Turquie : les associations de défense LGBTQIA +, premières victimes de la "décennie de la famille" annoncée par le président Erdogan

Sur X, le ministre turc de la Justice, Akin Gürlek a justifié l’opération en affirmant que le gouvernement poursuivait "ses efforts pour protéger la famille, les enfants et les jeunes contre toute forme d’exploitation, d’obscénité, de criminalité et de contenu préjudiciable. Nous ne tolérerons aucune organisation criminelle qui s’attaque à l’institution familiale, à l’avenir de notre jeunesse et à l’ordre de notre société".
Le climat s’est dégradé pour nous ces dernières années
Arjin Demir, membre du Comité Transpride
Officiellement, l’homosexualité et la transidentité ne sont pas interdites en Turquie.
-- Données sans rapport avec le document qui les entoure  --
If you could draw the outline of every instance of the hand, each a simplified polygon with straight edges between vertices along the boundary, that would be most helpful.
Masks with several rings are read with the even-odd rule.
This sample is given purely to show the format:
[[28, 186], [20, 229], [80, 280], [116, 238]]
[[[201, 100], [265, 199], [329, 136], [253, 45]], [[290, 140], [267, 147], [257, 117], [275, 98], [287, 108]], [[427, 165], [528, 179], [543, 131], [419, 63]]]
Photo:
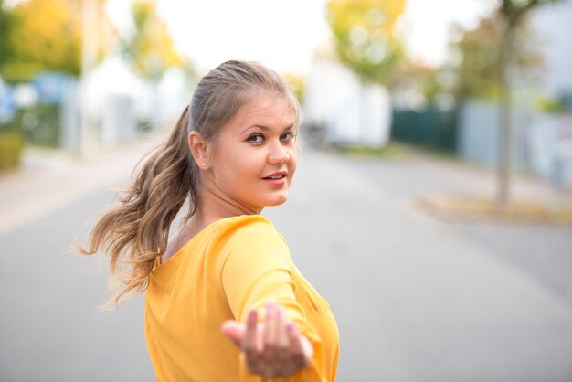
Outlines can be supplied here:
[[306, 367], [313, 355], [310, 341], [272, 302], [266, 305], [263, 324], [258, 323], [258, 312], [251, 309], [246, 327], [227, 321], [222, 331], [245, 353], [249, 371], [268, 378], [290, 377]]

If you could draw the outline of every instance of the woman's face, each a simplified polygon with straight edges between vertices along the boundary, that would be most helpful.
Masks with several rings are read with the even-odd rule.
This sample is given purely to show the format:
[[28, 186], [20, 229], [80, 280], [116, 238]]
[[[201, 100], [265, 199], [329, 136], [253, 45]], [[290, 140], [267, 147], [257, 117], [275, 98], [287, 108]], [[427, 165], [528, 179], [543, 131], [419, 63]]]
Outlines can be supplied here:
[[296, 133], [294, 112], [284, 97], [255, 96], [218, 135], [213, 184], [232, 203], [255, 213], [284, 203], [296, 170]]

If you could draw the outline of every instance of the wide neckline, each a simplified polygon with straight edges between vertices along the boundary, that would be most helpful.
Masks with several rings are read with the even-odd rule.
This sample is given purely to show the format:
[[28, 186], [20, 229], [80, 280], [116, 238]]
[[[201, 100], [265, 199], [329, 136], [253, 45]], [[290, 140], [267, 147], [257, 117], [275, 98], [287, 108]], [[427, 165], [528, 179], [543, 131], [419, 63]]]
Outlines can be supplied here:
[[158, 257], [159, 261], [157, 265], [155, 265], [155, 267], [153, 269], [153, 271], [156, 271], [159, 270], [161, 268], [164, 268], [165, 264], [168, 264], [170, 262], [176, 262], [176, 261], [172, 261], [175, 259], [178, 259], [180, 257], [180, 254], [184, 252], [184, 249], [190, 246], [191, 243], [193, 243], [194, 241], [196, 241], [196, 239], [198, 239], [198, 238], [200, 238], [201, 236], [204, 236], [206, 234], [206, 232], [212, 230], [216, 226], [222, 224], [224, 222], [227, 221], [230, 221], [230, 220], [241, 220], [241, 219], [248, 219], [248, 218], [261, 218], [264, 220], [267, 220], [270, 222], [270, 220], [268, 219], [268, 218], [265, 218], [261, 215], [236, 215], [233, 217], [228, 217], [228, 218], [219, 218], [218, 220], [215, 220], [212, 223], [207, 225], [207, 227], [205, 227], [203, 229], [201, 229], [200, 231], [198, 231], [195, 236], [193, 236], [191, 239], [189, 239], [188, 240], [186, 240], [185, 242], [185, 244], [183, 244], [181, 246], [181, 248], [179, 248], [176, 252], [175, 252], [171, 257], [169, 257], [169, 259], [167, 259], [164, 262], [163, 261], [163, 260], [161, 259], [161, 256]]

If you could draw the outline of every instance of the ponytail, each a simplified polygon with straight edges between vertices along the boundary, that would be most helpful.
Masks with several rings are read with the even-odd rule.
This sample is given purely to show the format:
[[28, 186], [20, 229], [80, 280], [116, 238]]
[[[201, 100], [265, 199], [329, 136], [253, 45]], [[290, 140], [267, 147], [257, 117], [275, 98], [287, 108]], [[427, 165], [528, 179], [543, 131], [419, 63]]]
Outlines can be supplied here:
[[155, 260], [164, 252], [169, 228], [188, 199], [188, 220], [199, 205], [199, 168], [187, 137], [196, 131], [216, 142], [220, 129], [256, 94], [278, 94], [288, 100], [300, 122], [300, 105], [275, 71], [256, 62], [227, 61], [197, 83], [190, 106], [171, 136], [143, 165], [119, 206], [107, 212], [91, 231], [88, 249], [111, 256], [110, 271], [121, 286], [110, 304], [145, 290]]
[[118, 292], [108, 306], [145, 290], [155, 260], [166, 249], [175, 217], [187, 199], [186, 218], [196, 209], [198, 168], [188, 149], [188, 124], [187, 107], [166, 143], [151, 154], [133, 184], [122, 191], [119, 206], [97, 222], [89, 249], [79, 249], [85, 255], [100, 250], [110, 255]]

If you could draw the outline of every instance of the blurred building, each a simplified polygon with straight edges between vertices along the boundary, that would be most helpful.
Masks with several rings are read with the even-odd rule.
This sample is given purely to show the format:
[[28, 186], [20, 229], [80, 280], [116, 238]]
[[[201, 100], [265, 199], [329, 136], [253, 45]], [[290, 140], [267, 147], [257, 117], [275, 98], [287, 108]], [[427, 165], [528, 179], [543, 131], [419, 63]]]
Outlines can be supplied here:
[[314, 143], [380, 147], [387, 143], [391, 105], [387, 90], [363, 84], [341, 64], [313, 62], [306, 82], [302, 123]]

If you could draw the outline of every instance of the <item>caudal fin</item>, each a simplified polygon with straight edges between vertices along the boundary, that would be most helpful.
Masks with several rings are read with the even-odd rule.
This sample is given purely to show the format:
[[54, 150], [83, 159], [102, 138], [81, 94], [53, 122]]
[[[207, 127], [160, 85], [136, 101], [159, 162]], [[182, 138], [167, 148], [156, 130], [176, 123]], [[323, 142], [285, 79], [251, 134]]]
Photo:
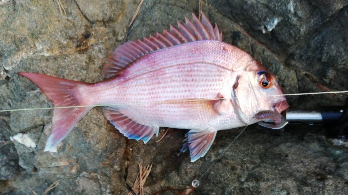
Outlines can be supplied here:
[[[55, 108], [82, 105], [80, 87], [86, 83], [28, 73], [19, 73], [39, 87], [53, 103]], [[92, 107], [55, 108], [53, 110], [52, 131], [47, 139], [44, 151], [48, 151], [62, 140], [74, 126]]]

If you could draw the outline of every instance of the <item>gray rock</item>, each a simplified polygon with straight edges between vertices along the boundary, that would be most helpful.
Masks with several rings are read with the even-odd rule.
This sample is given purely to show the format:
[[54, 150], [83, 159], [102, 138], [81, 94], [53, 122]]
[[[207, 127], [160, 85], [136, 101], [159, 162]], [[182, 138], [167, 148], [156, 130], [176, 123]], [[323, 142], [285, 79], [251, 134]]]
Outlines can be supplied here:
[[[102, 65], [115, 47], [168, 29], [198, 10], [198, 1], [145, 1], [128, 28], [139, 1], [61, 1], [66, 16], [55, 1], [0, 1], [0, 109], [52, 107], [16, 73], [101, 80]], [[274, 73], [284, 93], [294, 93], [348, 87], [347, 5], [343, 0], [208, 0], [203, 9], [219, 25], [224, 41]], [[346, 97], [288, 99], [291, 107], [310, 108], [342, 104]], [[174, 134], [158, 143], [155, 137], [146, 144], [128, 140], [100, 108], [82, 118], [57, 152], [44, 152], [52, 115], [49, 110], [0, 112], [2, 194], [33, 194], [29, 187], [40, 194], [58, 180], [49, 193], [126, 194], [138, 162], [153, 164], [145, 194], [168, 186], [184, 189], [195, 179], [200, 182], [197, 195], [348, 194], [347, 144], [325, 137], [322, 127], [288, 126], [279, 132], [251, 125], [219, 158], [242, 129], [221, 131], [206, 156], [192, 163], [188, 152], [177, 155], [185, 131], [170, 129]], [[10, 136], [18, 133], [29, 135], [36, 147], [13, 143]]]

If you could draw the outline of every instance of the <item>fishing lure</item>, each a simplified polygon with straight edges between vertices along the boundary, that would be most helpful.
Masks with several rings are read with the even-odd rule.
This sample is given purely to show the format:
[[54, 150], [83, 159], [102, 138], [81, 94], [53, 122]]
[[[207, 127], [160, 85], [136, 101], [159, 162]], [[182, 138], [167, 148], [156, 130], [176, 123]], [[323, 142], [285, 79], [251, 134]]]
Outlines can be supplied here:
[[52, 101], [49, 150], [93, 107], [129, 138], [146, 143], [159, 127], [191, 129], [181, 152], [204, 156], [216, 132], [265, 118], [276, 122], [288, 107], [275, 76], [241, 50], [222, 42], [202, 13], [156, 37], [117, 48], [104, 65], [105, 79], [88, 83], [33, 73], [18, 74], [34, 83]]

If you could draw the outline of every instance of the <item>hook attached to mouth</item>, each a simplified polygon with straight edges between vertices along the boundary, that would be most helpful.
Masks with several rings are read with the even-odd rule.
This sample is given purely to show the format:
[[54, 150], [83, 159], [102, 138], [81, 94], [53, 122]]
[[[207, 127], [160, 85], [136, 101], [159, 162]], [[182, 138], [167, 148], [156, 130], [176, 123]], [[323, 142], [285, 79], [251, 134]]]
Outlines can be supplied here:
[[255, 115], [255, 118], [262, 120], [258, 123], [259, 125], [275, 129], [281, 129], [288, 123], [285, 117], [277, 111], [273, 110], [259, 112]]

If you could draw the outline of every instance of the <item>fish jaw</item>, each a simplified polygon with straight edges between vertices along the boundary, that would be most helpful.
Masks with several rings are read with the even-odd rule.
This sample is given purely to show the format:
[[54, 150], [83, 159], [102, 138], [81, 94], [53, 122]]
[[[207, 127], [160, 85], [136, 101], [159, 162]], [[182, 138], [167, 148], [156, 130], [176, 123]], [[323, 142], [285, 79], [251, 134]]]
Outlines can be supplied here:
[[276, 103], [274, 107], [275, 109], [279, 113], [289, 108], [289, 104], [286, 100], [283, 100]]

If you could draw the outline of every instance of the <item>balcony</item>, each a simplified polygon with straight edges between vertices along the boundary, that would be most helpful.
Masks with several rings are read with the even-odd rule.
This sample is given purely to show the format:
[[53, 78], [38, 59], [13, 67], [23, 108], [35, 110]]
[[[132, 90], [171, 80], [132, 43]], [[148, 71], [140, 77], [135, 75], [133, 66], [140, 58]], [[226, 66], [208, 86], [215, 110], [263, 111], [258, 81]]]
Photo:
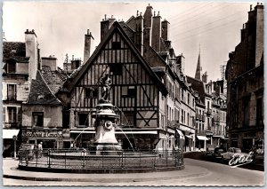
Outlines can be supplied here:
[[224, 132], [222, 130], [214, 130], [214, 136], [224, 136]]
[[205, 115], [204, 114], [196, 114], [196, 120], [198, 120], [198, 121], [205, 121]]
[[16, 101], [17, 100], [17, 97], [16, 96], [8, 96], [6, 98], [7, 101]]
[[19, 129], [21, 126], [21, 122], [3, 122], [3, 128], [16, 128]]
[[219, 116], [219, 115], [214, 115], [214, 122], [220, 122], [220, 121], [221, 121], [220, 116]]
[[206, 110], [206, 116], [210, 116], [212, 114], [212, 109], [208, 108]]

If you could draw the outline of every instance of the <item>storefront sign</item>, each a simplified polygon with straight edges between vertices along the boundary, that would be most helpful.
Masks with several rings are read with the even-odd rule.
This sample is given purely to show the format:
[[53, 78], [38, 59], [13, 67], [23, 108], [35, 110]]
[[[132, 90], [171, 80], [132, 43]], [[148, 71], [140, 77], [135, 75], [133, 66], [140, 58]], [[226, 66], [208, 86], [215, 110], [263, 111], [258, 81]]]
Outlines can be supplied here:
[[61, 138], [61, 131], [55, 130], [32, 130], [22, 131], [23, 138]]

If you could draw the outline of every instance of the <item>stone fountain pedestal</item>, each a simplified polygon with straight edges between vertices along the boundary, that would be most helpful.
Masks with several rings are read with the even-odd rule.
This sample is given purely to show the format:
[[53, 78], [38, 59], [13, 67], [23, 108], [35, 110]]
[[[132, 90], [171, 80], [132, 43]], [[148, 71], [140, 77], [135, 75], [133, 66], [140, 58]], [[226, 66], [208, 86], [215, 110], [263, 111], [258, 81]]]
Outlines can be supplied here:
[[110, 103], [100, 103], [96, 106], [96, 112], [93, 114], [95, 127], [93, 145], [96, 154], [117, 154], [122, 150], [115, 138], [115, 125], [118, 115]]

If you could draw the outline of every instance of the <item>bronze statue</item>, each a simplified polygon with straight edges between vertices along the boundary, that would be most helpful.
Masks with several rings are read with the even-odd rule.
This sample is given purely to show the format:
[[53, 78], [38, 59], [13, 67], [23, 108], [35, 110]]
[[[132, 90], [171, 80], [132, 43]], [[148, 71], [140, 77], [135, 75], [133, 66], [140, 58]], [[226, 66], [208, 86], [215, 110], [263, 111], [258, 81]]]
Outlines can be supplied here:
[[100, 78], [100, 83], [102, 85], [102, 94], [100, 102], [109, 102], [111, 79], [109, 77], [109, 74], [105, 74], [104, 76]]

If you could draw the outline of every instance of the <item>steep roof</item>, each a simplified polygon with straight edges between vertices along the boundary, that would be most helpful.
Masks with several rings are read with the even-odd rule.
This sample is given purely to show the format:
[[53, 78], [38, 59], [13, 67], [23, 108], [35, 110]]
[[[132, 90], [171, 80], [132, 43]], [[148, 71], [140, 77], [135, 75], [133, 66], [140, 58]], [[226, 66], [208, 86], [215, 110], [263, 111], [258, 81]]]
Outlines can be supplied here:
[[55, 94], [67, 79], [67, 75], [62, 75], [59, 71], [51, 71], [50, 67], [43, 66], [42, 76], [53, 94]]
[[37, 71], [36, 78], [31, 82], [30, 91], [26, 104], [50, 106], [59, 106], [61, 104], [45, 83], [40, 71]]
[[201, 100], [204, 100], [205, 92], [205, 86], [204, 83], [200, 80], [196, 78], [192, 78], [190, 76], [186, 75], [186, 80], [189, 83], [191, 83], [191, 87], [194, 91], [198, 92], [198, 96], [200, 97]]
[[26, 57], [25, 43], [3, 42], [3, 59], [11, 57]]
[[157, 86], [158, 86], [158, 89], [165, 94], [167, 94], [167, 91], [164, 85], [164, 83], [161, 83], [159, 78], [157, 76], [157, 75], [151, 70], [149, 64], [146, 62], [146, 60], [143, 59], [143, 57], [141, 55], [135, 45], [133, 43], [133, 42], [130, 40], [130, 38], [127, 36], [127, 35], [125, 33], [124, 29], [121, 28], [118, 22], [115, 21], [113, 25], [111, 26], [110, 29], [109, 30], [108, 34], [105, 35], [103, 40], [101, 42], [101, 43], [98, 45], [96, 50], [93, 51], [90, 59], [87, 60], [86, 63], [85, 63], [81, 68], [77, 71], [77, 75], [74, 78], [70, 81], [69, 83], [67, 83], [67, 88], [69, 91], [72, 91], [72, 89], [76, 86], [76, 84], [78, 83], [78, 81], [82, 78], [82, 76], [85, 75], [86, 70], [91, 67], [91, 65], [93, 63], [94, 59], [97, 59], [99, 53], [101, 53], [101, 49], [106, 45], [108, 43], [108, 39], [110, 35], [113, 35], [114, 32], [117, 32], [121, 35], [121, 37], [125, 40], [125, 43], [129, 46], [129, 48], [133, 51], [133, 52], [136, 55], [136, 58], [140, 59], [140, 61], [143, 64], [144, 67], [148, 70], [148, 73], [150, 75], [151, 79]]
Mais le président Erdogan et son parti islamo-conservateur (AKP), au pouvoir depuis 2002, soufflent depuis plusieurs années sur les braises d’une homophobie présente au sein d’une partie de la société turque, qualifiant régulièrement les personnes LGBTQIA+ de "perverses".
"Le climat s’est vraiment dégradé pour nous ces dernières années, explique Arjin Demir, membre du Comité Transpride, une organisation active depuis 12 ans à Istanbul. Les marches des fiertés qui étaient encore autorisées il y a une dizaine d’années, ont été interdites par le gouvernement. Depuis lors, nous subissons les violences de la police qui essaie par tous les moyens possibles de nous empêcher d’organiser des rassemblements. J’ai personnellement été arrêté lors de la marche de 2025. Le gouvernement nous considère comme une menace contre les valeurs de la famille traditionnelle turque. Il fait de la propagande et manipule l’opinion publique pour inciter à la violence contre nous. On est devenu une cible."